Matière à penser offre un état des lieux attentif sur la foisonnante production artistique d’Outre-Manche. Épousant un corpus critique et théorique d’une impressionnante diversité, l’essai fait également la synthèse des multiples modes de penser notre existence contemporaine. Impénitente veilleuse, Catherine Bernard démontre, c’est incontestable, l’urgence à décrypter les textes et déchiffrer les images pour apprendre enfin à cerner et mieux comprendre la corporéité tangible de notre humanité fragilisée.

Notes

[1Je pense aux travaux entrepris par le laboratoire EMMA de l’Université Montpellier 3, la Société Angliciste – Arts, Images, Textes (SAIT) et la Société d’Études Modernistes (SEM).

[2Virginia Woolf, « Why Art Today Follows Politics », The Crowded Dance of Modern Life, London : Penguin, 1993, 135, 133. Ma traduction.

[3Gilles Deleuze, Francis Bacon. La logique de la sensation, Paris : La Différence, 1996, 27.

[4Catherine Coquio, La Littérature en suspens. Écritures de la Shoah : le témoignage et les œuvres, Paris : L’Arachnéen, 2015, 14.

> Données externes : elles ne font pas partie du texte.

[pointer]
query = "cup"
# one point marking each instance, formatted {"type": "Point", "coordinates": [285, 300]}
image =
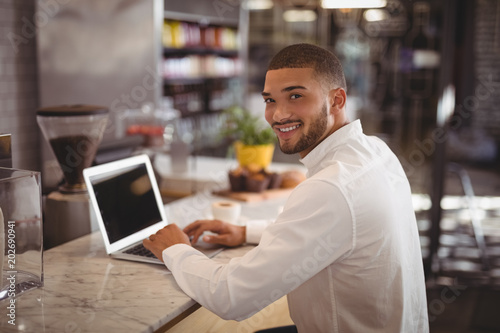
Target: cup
{"type": "Point", "coordinates": [21, 212]}
{"type": "Point", "coordinates": [226, 211]}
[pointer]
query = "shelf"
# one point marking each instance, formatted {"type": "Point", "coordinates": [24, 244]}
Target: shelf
{"type": "Point", "coordinates": [203, 19]}
{"type": "Point", "coordinates": [171, 51]}
{"type": "Point", "coordinates": [196, 80]}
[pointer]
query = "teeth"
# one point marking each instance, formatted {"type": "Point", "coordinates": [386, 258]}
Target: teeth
{"type": "Point", "coordinates": [287, 129]}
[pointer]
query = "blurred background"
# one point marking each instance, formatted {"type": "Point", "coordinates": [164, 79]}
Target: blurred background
{"type": "Point", "coordinates": [422, 75]}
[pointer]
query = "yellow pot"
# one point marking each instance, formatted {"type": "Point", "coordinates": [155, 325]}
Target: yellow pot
{"type": "Point", "coordinates": [260, 155]}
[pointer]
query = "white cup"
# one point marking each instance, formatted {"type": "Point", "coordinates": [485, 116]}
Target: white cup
{"type": "Point", "coordinates": [226, 211]}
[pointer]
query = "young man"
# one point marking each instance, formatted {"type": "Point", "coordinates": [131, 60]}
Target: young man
{"type": "Point", "coordinates": [345, 249]}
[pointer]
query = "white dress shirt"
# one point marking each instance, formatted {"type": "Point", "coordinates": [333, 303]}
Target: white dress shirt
{"type": "Point", "coordinates": [345, 249]}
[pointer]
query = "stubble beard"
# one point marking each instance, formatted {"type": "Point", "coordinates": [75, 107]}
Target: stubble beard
{"type": "Point", "coordinates": [316, 130]}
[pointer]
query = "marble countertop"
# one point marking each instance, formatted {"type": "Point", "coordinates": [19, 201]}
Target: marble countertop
{"type": "Point", "coordinates": [87, 291]}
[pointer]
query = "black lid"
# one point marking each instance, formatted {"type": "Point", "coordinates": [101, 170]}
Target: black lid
{"type": "Point", "coordinates": [72, 110]}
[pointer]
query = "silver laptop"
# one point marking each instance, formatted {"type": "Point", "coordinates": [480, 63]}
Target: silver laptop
{"type": "Point", "coordinates": [128, 207]}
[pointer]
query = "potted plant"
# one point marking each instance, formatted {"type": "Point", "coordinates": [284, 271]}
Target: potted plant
{"type": "Point", "coordinates": [254, 140]}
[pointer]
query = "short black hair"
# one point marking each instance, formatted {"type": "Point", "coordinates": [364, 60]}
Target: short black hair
{"type": "Point", "coordinates": [326, 65]}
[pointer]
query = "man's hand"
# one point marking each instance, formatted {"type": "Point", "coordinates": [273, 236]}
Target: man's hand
{"type": "Point", "coordinates": [168, 236]}
{"type": "Point", "coordinates": [227, 234]}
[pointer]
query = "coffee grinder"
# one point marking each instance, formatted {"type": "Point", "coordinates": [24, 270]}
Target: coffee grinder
{"type": "Point", "coordinates": [74, 133]}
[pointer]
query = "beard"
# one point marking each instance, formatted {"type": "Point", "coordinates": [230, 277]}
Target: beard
{"type": "Point", "coordinates": [316, 131]}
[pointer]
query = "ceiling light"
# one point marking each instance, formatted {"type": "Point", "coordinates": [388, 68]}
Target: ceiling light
{"type": "Point", "coordinates": [295, 15]}
{"type": "Point", "coordinates": [353, 4]}
{"type": "Point", "coordinates": [259, 4]}
{"type": "Point", "coordinates": [374, 15]}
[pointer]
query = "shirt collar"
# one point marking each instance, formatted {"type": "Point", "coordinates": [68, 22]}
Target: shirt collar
{"type": "Point", "coordinates": [312, 160]}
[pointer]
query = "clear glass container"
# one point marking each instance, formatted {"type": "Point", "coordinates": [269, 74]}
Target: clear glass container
{"type": "Point", "coordinates": [74, 132]}
{"type": "Point", "coordinates": [21, 232]}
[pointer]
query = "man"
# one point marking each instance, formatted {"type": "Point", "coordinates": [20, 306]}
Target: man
{"type": "Point", "coordinates": [345, 249]}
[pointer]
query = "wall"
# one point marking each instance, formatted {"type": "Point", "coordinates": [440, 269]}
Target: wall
{"type": "Point", "coordinates": [18, 81]}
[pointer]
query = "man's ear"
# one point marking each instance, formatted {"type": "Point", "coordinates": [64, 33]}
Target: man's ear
{"type": "Point", "coordinates": [337, 98]}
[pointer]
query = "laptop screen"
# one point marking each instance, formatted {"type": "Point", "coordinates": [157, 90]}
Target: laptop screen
{"type": "Point", "coordinates": [126, 201]}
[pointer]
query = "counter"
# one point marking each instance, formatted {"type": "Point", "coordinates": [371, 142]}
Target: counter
{"type": "Point", "coordinates": [87, 291]}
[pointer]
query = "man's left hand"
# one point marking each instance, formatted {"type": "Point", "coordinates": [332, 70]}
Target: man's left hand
{"type": "Point", "coordinates": [168, 236]}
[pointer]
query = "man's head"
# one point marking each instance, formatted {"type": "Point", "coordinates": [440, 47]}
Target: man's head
{"type": "Point", "coordinates": [327, 67]}
{"type": "Point", "coordinates": [305, 97]}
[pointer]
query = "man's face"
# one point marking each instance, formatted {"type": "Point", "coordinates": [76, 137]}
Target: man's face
{"type": "Point", "coordinates": [297, 108]}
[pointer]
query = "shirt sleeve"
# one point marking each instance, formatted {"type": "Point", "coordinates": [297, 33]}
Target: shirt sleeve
{"type": "Point", "coordinates": [254, 230]}
{"type": "Point", "coordinates": [314, 229]}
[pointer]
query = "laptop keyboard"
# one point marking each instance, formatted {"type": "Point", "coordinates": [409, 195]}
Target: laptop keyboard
{"type": "Point", "coordinates": [140, 250]}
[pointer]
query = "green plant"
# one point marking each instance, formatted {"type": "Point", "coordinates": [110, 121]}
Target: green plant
{"type": "Point", "coordinates": [249, 129]}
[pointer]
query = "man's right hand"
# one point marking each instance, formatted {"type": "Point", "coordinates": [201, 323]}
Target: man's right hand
{"type": "Point", "coordinates": [226, 234]}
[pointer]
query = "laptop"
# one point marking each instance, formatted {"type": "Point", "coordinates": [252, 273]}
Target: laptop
{"type": "Point", "coordinates": [126, 200]}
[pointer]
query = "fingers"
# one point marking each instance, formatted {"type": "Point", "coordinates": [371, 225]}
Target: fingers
{"type": "Point", "coordinates": [197, 228]}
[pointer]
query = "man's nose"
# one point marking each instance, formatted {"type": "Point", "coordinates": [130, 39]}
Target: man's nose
{"type": "Point", "coordinates": [281, 113]}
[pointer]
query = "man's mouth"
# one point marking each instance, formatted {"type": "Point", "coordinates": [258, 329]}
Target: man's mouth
{"type": "Point", "coordinates": [288, 129]}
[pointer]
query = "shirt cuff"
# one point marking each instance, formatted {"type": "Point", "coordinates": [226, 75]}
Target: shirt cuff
{"type": "Point", "coordinates": [174, 251]}
{"type": "Point", "coordinates": [254, 230]}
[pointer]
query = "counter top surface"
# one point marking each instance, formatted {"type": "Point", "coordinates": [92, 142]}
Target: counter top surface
{"type": "Point", "coordinates": [87, 291]}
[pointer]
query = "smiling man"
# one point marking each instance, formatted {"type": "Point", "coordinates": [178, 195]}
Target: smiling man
{"type": "Point", "coordinates": [345, 249]}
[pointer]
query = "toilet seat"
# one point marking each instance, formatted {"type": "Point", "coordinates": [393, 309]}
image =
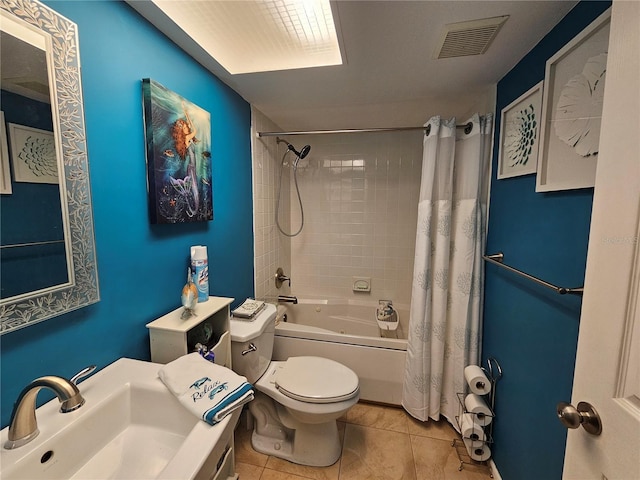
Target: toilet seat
{"type": "Point", "coordinates": [316, 380]}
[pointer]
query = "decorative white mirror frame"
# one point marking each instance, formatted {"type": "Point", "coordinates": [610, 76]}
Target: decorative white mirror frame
{"type": "Point", "coordinates": [68, 114]}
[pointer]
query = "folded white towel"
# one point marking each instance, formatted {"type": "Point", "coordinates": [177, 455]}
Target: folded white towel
{"type": "Point", "coordinates": [208, 390]}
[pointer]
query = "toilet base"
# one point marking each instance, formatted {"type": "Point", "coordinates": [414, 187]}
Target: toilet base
{"type": "Point", "coordinates": [315, 445]}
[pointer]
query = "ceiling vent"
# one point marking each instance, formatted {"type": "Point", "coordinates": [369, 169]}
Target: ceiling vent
{"type": "Point", "coordinates": [469, 38]}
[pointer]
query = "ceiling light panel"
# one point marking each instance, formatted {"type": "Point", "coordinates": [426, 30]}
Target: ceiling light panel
{"type": "Point", "coordinates": [260, 36]}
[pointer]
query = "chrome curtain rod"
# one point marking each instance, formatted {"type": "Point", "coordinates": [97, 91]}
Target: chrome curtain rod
{"type": "Point", "coordinates": [498, 258]}
{"type": "Point", "coordinates": [31, 244]}
{"type": "Point", "coordinates": [467, 129]}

[5Annie Lebrun, Ce qui n’a pas de prix, Paris : Stock, 2017, 17.

[6Ibid, 88.

[7Ibid, 17.

[8Sur cette question, je renvoie aux textes de Rebecca Solnit, Garder l’espoir : autres histoires, autres possibles (Actes Sud 2006) et « Les ténèbres de Woolf – Embrasser l’inexplicable » dans Ces hommes qui m’expliquent la vie (L’Olivier 2018).

[9Ibid, 140.

[10Catherine Coquio, La Littérature en suspens. Écritures de la Shoah : le témoignage et les œuvres, op. cit., 38.